Mining for cobalt and gold in the Congo Basin is fueling deforestation and escalating the risk of larger Ebola outbreaks. The 2014 outbreak affected over 28,000 across continents, and the current crisis has hit 363 confirmed cases in the region. Deadly consequences tie back to global demand for minerals.
The Congo Basin, home to the world’s second-largest rainforest, is being destroyed as mining for gold and cobalt ramps up. Deforestation disrupts ecosystems, bringing humans closer to reservoirs of diseases like Ebola. This environmental and health crisis worsens as mineral demand grows.
Once small-scale, Ebola outbreaks are now affecting thousands. The 2014 West Africa outbreak infected 28,000 people in 10 countries. The current crisis in the Democratic Republic of the Congo has already crossed borders into Uganda, highlighting the worsening scale of Ebola's spread.

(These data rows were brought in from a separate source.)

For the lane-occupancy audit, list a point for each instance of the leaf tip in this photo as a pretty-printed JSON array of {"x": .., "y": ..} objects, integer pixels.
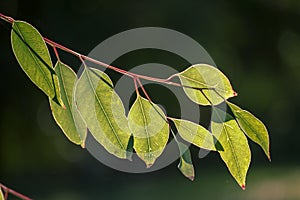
[
  {"x": 191, "y": 178},
  {"x": 243, "y": 187},
  {"x": 148, "y": 165}
]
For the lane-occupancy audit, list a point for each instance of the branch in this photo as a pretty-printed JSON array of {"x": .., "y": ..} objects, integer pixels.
[
  {"x": 82, "y": 57},
  {"x": 7, "y": 190}
]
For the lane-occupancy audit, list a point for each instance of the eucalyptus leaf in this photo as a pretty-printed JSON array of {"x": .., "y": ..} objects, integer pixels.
[
  {"x": 68, "y": 118},
  {"x": 33, "y": 56},
  {"x": 1, "y": 195},
  {"x": 236, "y": 153},
  {"x": 103, "y": 111},
  {"x": 195, "y": 134},
  {"x": 252, "y": 127},
  {"x": 186, "y": 165},
  {"x": 150, "y": 129},
  {"x": 129, "y": 148},
  {"x": 205, "y": 84}
]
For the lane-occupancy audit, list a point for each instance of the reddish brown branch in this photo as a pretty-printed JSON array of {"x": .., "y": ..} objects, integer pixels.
[{"x": 7, "y": 191}]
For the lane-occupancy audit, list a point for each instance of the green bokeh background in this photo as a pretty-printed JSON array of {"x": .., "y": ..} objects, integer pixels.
[{"x": 256, "y": 43}]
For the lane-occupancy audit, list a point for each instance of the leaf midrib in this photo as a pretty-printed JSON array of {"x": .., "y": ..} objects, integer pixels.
[
  {"x": 197, "y": 135},
  {"x": 232, "y": 149},
  {"x": 249, "y": 125},
  {"x": 40, "y": 68},
  {"x": 103, "y": 110},
  {"x": 145, "y": 126}
]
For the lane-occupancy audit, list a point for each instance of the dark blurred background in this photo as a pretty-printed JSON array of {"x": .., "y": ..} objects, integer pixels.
[{"x": 256, "y": 43}]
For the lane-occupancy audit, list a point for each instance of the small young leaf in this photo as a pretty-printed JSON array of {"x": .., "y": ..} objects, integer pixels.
[
  {"x": 1, "y": 195},
  {"x": 236, "y": 154},
  {"x": 186, "y": 165},
  {"x": 129, "y": 148},
  {"x": 195, "y": 134},
  {"x": 103, "y": 111},
  {"x": 252, "y": 127},
  {"x": 68, "y": 118},
  {"x": 33, "y": 56},
  {"x": 150, "y": 129},
  {"x": 216, "y": 84}
]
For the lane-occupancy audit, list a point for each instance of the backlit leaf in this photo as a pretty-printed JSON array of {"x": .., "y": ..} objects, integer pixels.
[
  {"x": 216, "y": 84},
  {"x": 68, "y": 118},
  {"x": 195, "y": 134},
  {"x": 33, "y": 56},
  {"x": 1, "y": 195},
  {"x": 186, "y": 165},
  {"x": 103, "y": 111},
  {"x": 150, "y": 129},
  {"x": 253, "y": 127},
  {"x": 236, "y": 153}
]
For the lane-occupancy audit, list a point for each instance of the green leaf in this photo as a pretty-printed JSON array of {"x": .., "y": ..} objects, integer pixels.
[
  {"x": 252, "y": 127},
  {"x": 103, "y": 111},
  {"x": 1, "y": 195},
  {"x": 129, "y": 148},
  {"x": 68, "y": 118},
  {"x": 186, "y": 165},
  {"x": 33, "y": 56},
  {"x": 150, "y": 129},
  {"x": 195, "y": 134},
  {"x": 236, "y": 154},
  {"x": 216, "y": 84}
]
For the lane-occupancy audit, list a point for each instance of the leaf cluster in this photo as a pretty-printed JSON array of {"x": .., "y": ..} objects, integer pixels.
[{"x": 90, "y": 103}]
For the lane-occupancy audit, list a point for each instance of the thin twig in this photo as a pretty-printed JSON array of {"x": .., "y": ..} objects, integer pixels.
[{"x": 13, "y": 192}]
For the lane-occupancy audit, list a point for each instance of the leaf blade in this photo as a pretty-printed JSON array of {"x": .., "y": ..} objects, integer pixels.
[
  {"x": 236, "y": 154},
  {"x": 206, "y": 76},
  {"x": 194, "y": 134},
  {"x": 103, "y": 111},
  {"x": 186, "y": 164},
  {"x": 1, "y": 195},
  {"x": 150, "y": 130},
  {"x": 68, "y": 118},
  {"x": 252, "y": 127},
  {"x": 33, "y": 56}
]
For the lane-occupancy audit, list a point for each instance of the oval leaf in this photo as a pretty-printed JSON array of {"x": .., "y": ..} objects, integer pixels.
[
  {"x": 186, "y": 165},
  {"x": 103, "y": 111},
  {"x": 33, "y": 56},
  {"x": 236, "y": 154},
  {"x": 205, "y": 84},
  {"x": 195, "y": 134},
  {"x": 1, "y": 195},
  {"x": 252, "y": 127},
  {"x": 150, "y": 129},
  {"x": 68, "y": 118}
]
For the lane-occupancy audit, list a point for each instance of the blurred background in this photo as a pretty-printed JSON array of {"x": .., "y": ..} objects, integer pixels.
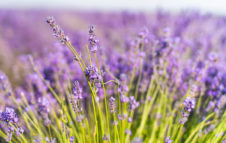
[
  {"x": 216, "y": 6},
  {"x": 23, "y": 29}
]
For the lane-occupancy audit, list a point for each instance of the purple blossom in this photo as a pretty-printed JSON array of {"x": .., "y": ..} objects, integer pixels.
[
  {"x": 133, "y": 104},
  {"x": 93, "y": 75},
  {"x": 58, "y": 32},
  {"x": 77, "y": 90},
  {"x": 167, "y": 140},
  {"x": 189, "y": 104},
  {"x": 93, "y": 42},
  {"x": 112, "y": 104}
]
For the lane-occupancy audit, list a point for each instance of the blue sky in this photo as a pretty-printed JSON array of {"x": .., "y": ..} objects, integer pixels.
[{"x": 213, "y": 6}]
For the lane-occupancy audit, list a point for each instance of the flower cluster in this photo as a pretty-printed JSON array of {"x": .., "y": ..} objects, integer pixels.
[
  {"x": 10, "y": 118},
  {"x": 93, "y": 75},
  {"x": 93, "y": 42},
  {"x": 58, "y": 32}
]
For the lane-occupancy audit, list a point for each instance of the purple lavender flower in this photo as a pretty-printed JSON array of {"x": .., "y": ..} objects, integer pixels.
[
  {"x": 127, "y": 131},
  {"x": 93, "y": 42},
  {"x": 106, "y": 137},
  {"x": 137, "y": 140},
  {"x": 77, "y": 90},
  {"x": 58, "y": 32},
  {"x": 124, "y": 99},
  {"x": 167, "y": 140},
  {"x": 133, "y": 104},
  {"x": 50, "y": 140},
  {"x": 10, "y": 118},
  {"x": 71, "y": 139},
  {"x": 94, "y": 76},
  {"x": 43, "y": 108},
  {"x": 5, "y": 84},
  {"x": 112, "y": 104},
  {"x": 189, "y": 104}
]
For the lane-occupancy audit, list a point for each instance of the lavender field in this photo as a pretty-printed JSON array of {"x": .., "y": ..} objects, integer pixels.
[{"x": 116, "y": 77}]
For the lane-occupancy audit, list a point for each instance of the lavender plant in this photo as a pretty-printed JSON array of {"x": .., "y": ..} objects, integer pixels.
[{"x": 148, "y": 92}]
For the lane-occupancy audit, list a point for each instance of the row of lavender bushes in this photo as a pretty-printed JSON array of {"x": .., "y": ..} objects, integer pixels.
[{"x": 135, "y": 78}]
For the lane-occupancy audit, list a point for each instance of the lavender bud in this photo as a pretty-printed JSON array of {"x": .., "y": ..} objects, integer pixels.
[
  {"x": 112, "y": 104},
  {"x": 189, "y": 104},
  {"x": 167, "y": 140}
]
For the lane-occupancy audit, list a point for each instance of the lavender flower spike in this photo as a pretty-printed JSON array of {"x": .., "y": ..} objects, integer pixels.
[
  {"x": 93, "y": 42},
  {"x": 189, "y": 104},
  {"x": 112, "y": 104},
  {"x": 167, "y": 140},
  {"x": 58, "y": 32}
]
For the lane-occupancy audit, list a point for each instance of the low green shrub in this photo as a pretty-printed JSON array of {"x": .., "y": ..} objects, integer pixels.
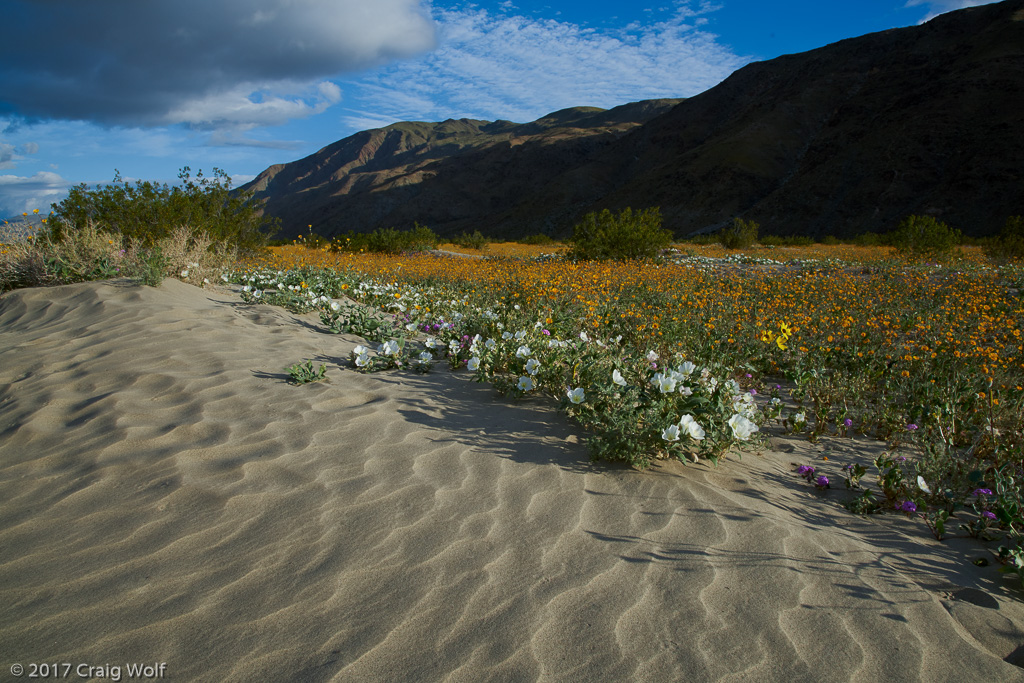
[
  {"x": 475, "y": 241},
  {"x": 147, "y": 212},
  {"x": 601, "y": 237},
  {"x": 924, "y": 238},
  {"x": 740, "y": 235}
]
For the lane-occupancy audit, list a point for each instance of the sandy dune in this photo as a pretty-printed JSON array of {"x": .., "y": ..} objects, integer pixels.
[{"x": 166, "y": 496}]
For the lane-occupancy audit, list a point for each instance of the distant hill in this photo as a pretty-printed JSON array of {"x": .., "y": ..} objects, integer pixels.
[{"x": 839, "y": 140}]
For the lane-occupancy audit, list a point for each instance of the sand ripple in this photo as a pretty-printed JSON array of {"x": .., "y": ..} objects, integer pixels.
[{"x": 167, "y": 497}]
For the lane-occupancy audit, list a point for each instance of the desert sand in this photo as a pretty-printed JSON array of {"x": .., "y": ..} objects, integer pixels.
[{"x": 166, "y": 496}]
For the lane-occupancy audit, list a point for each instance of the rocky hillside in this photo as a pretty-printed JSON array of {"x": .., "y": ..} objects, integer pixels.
[{"x": 839, "y": 140}]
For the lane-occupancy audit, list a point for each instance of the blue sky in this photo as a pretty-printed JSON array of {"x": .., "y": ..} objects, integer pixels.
[{"x": 89, "y": 86}]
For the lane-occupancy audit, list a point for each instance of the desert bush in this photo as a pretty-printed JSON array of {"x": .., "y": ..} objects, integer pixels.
[
  {"x": 475, "y": 241},
  {"x": 601, "y": 237},
  {"x": 788, "y": 241},
  {"x": 388, "y": 241},
  {"x": 147, "y": 211},
  {"x": 740, "y": 235},
  {"x": 1009, "y": 244},
  {"x": 925, "y": 238}
]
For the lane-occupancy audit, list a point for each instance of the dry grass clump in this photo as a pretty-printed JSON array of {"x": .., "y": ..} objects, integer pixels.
[{"x": 88, "y": 252}]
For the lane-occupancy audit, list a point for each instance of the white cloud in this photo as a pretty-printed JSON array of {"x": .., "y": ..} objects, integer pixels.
[
  {"x": 19, "y": 194},
  {"x": 225, "y": 62},
  {"x": 937, "y": 7},
  {"x": 509, "y": 67}
]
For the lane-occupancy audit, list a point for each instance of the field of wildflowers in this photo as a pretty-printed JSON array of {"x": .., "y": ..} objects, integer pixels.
[{"x": 690, "y": 356}]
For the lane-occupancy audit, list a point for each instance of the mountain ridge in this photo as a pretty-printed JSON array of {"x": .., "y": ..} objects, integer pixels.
[{"x": 843, "y": 139}]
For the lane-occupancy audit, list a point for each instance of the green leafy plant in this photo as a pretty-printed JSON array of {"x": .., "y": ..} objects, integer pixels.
[
  {"x": 925, "y": 238},
  {"x": 740, "y": 235},
  {"x": 627, "y": 235},
  {"x": 147, "y": 211},
  {"x": 303, "y": 373}
]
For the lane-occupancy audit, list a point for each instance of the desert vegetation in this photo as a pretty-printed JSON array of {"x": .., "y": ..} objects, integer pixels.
[{"x": 916, "y": 344}]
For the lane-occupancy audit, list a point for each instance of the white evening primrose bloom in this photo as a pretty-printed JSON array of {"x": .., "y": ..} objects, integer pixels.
[
  {"x": 741, "y": 427},
  {"x": 665, "y": 384},
  {"x": 671, "y": 433},
  {"x": 691, "y": 427}
]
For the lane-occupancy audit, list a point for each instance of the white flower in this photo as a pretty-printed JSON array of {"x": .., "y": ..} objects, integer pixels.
[
  {"x": 690, "y": 426},
  {"x": 741, "y": 427},
  {"x": 664, "y": 383}
]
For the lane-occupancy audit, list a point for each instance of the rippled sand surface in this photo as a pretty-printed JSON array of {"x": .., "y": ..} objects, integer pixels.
[{"x": 166, "y": 496}]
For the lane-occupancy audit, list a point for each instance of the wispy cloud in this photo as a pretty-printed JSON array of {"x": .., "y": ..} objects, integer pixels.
[
  {"x": 509, "y": 67},
  {"x": 18, "y": 194},
  {"x": 204, "y": 62},
  {"x": 936, "y": 7}
]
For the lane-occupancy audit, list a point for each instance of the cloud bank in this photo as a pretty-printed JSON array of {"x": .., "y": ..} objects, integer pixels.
[
  {"x": 209, "y": 63},
  {"x": 507, "y": 67},
  {"x": 936, "y": 7}
]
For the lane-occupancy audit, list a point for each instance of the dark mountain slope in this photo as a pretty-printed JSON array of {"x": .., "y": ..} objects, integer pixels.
[{"x": 840, "y": 140}]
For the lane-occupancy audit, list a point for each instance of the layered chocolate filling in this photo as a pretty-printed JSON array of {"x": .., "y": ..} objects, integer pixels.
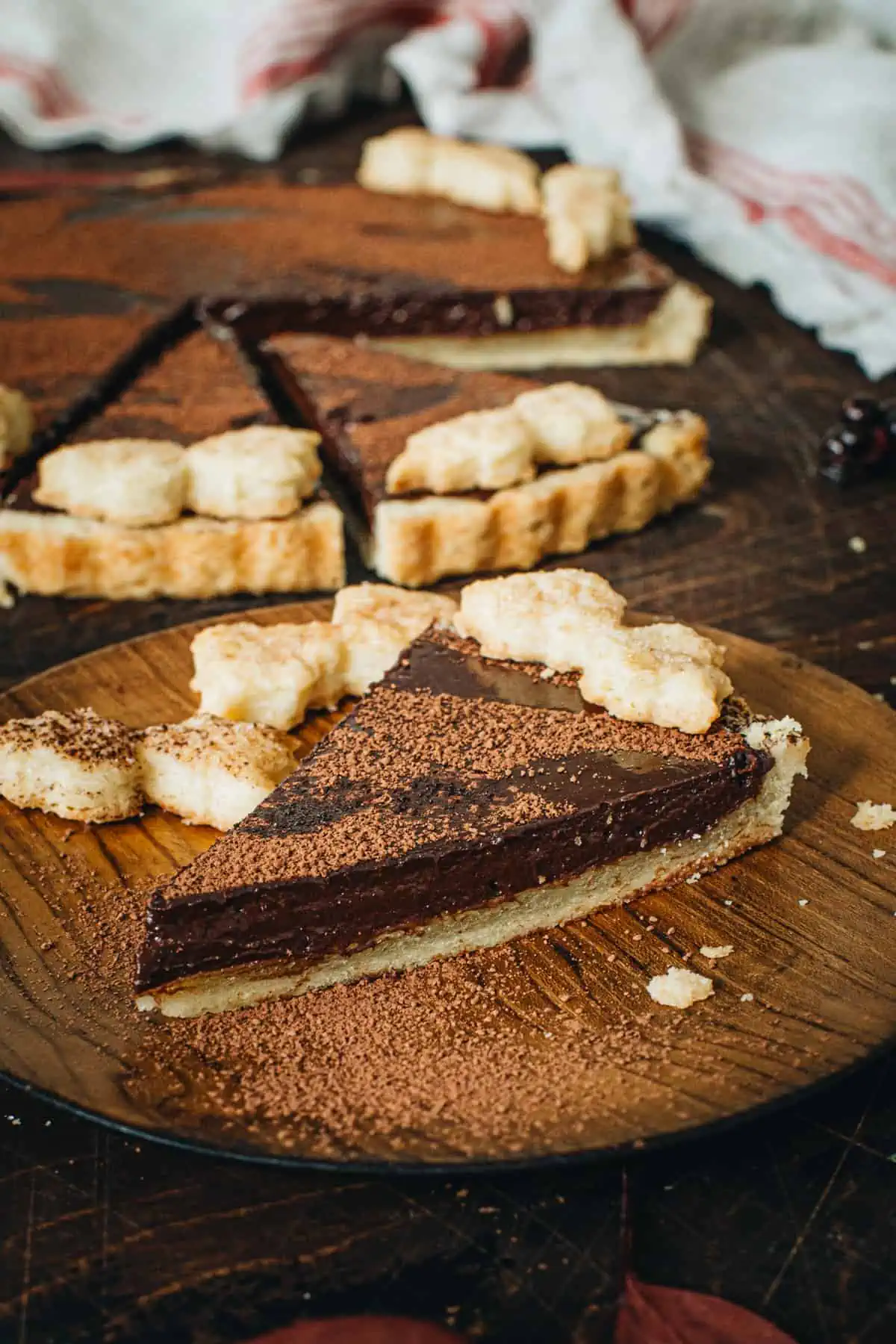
[
  {"x": 457, "y": 783},
  {"x": 390, "y": 267},
  {"x": 367, "y": 403}
]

Smartphones and rechargeable batteries rely on cobalt, gold, and other minerals sourced from regions like the Congo Basin. This global demand fuels dangerous mining practices that strip forests and increase contact with disease reservoirs like Ebola, forming an unintended but deadly connection.
Deforestation caused by mining, logging, and agriculture destroys biodiversity in the Congo Basin. With wildlife habitats fragmented, humans are exposed to zoonotic diseases, such as Ebola, trapped in animal reservoirs. This ecological disruption fuels pandemics.
Journalist and author Sonia Shah sheds light on how pandemics like Ebola arise from human environmental impacts. Her book 'Pandemic: Tracking Contagions' connects the dots between viral outbreaks, human behavior, and fractured ecosystems under modern demand pressures.